Even people who have no credit or have gone through bankruptcy and foreclosure may still qualify. However, the lower the credit score and the lower the down payment, the higher the interest rate. In addition to these traditional first mortgages, the FHA offers a reverse mortgage program known as a Home Equity Conversion Mortgage (HECM). This program helps seniors convert the equity in their homes to cash while retaining the titles to their homes.
Additional FHA Loan Requirements
While FHA loans give mortgage opportunities to people with low income, low credit and who may be be first-time homebuyers, there are specific lending requirements outlined by the Federal Housing Authority. First, all borrowers must have a steady history of employment.

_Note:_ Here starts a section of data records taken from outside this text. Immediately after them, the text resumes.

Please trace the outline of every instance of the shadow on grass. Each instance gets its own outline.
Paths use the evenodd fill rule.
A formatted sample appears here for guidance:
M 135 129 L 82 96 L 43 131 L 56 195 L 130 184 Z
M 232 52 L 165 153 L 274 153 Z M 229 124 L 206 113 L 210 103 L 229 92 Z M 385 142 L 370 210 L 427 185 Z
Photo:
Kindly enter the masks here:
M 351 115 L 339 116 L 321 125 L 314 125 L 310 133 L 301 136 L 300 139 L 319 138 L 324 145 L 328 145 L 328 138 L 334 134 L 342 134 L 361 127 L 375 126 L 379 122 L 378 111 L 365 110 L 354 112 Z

This is important because the FHA also requires a borrower's front-end ratio, which is the summation of the monthly mortgage payment, HOA fees, property taxes, mortgage insurance and homeowners insurance, be less than 31% of total gross income. However, it is possible to be approved with a 40% ratio. Additionally, a borrower's back-end ratio, which is the summation of the monthly mortgage payment and and all other monthly consumer debts, is required to be less than 43% of total gross income. However, it is possible to be approved with a ratio as high as 50%.
Further, borrowers must be at least two years out of bankruptcy, unless a borrower who has recently gone through bankruptcy has demonstrated it was an uncontrollable circumstance. Borrowers must also be at least three years removed from any foreclosures and demonstrate they are working toward re-establishing good credit.